In Additional File 3, we provide a detailed genomic characterization of the plasmid types (A–I) with a focus on (i) replication initiator proteins (rep), (ii) Tn1546 variant compared to the original sequence described by Arthur et al. , (iii) antimicrobial resistance (AMR) genes distinct from the vanA gene cluster, and (iv) presence of well-known E. faecium plasmid toxin-antitoxin systems such as ω-ε-ζ and axe-txe .
Network of predicted plasmid bins
Next, we performed a de novo plasmid prediction of the sequences carrying the vanA gene cluster in the set of 303 VRE samples with an associated short-read assembly using gplas . This tool uses a combination of machine-learning and a graph-based approach to predict plasmid sequences from short-read graphs . Contigs predicted as belonging to the same plasmid sequence are returned in the same bin.

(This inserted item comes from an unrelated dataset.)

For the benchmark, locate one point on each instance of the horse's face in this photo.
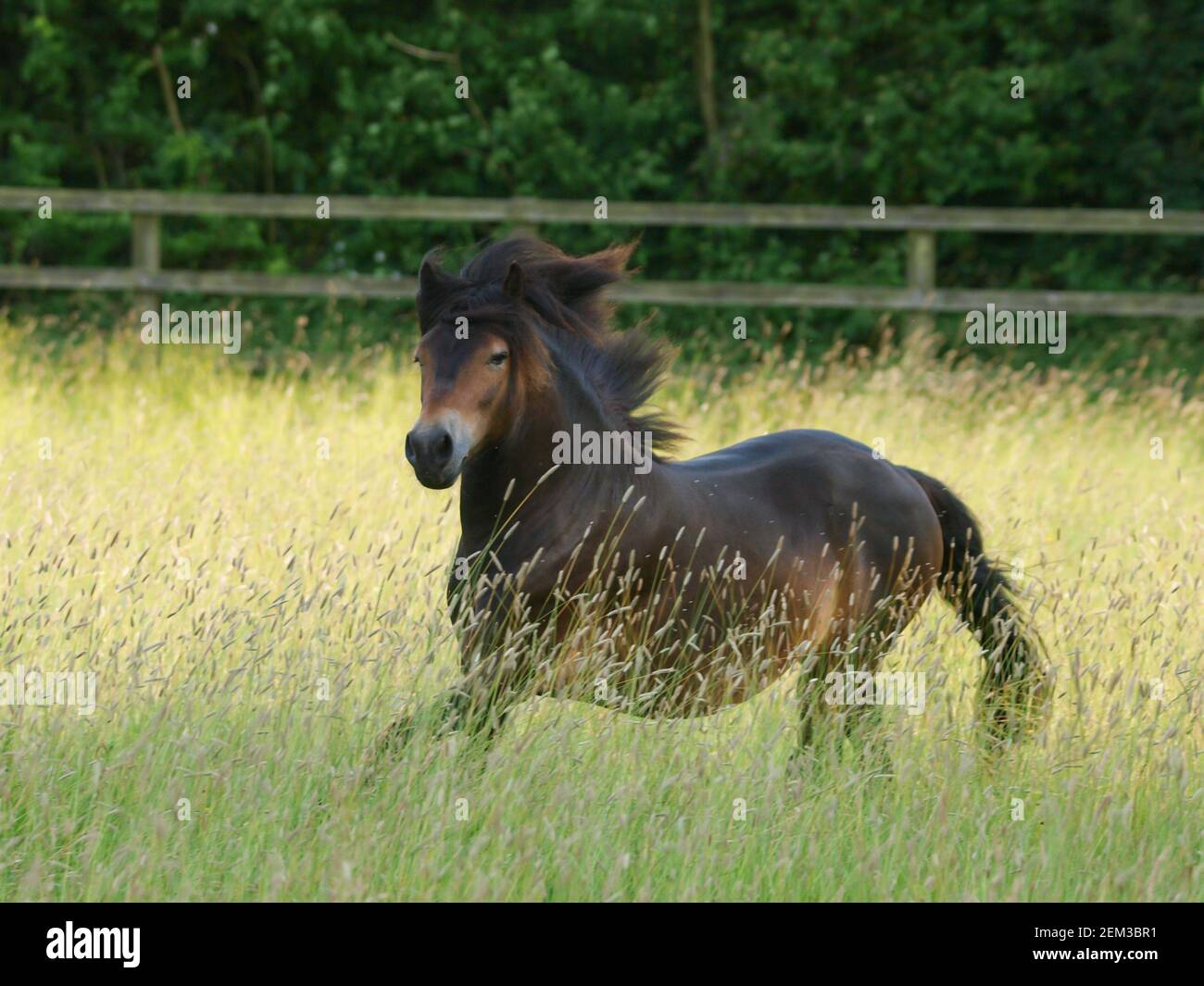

In 282 isolates (93.1%), the contig which encodes for the vanA gene cluster (vanA contig) was present in a plasmid bin predicted by gplas. In the remaining isolates (n = 21, 6.9%), the vanA contig remained unbinned and thus we could not predict whether the vanA gene cluster was part of a plasmid. Unbinning of the vanA contig could be caused by a fragmented assembly graph due to, for example, a low sequence coverage. Also, high differences in the k-mer coverage of contigs from the same plasmid can prohibit binning of plasmid contigs with gplas. The inability of gplas to predict the plasmid location of vanA could also be indicative of a chromosomal location of the vanA gene cluster. However, manual inspection of the assembly graph in these 21 isolates revealed that the vanA k-mer coverage was clearly higher and distinct from the median k-mer coverage of all contigs, indicative of a plasmid location with a higher copy number compared to the chromosome.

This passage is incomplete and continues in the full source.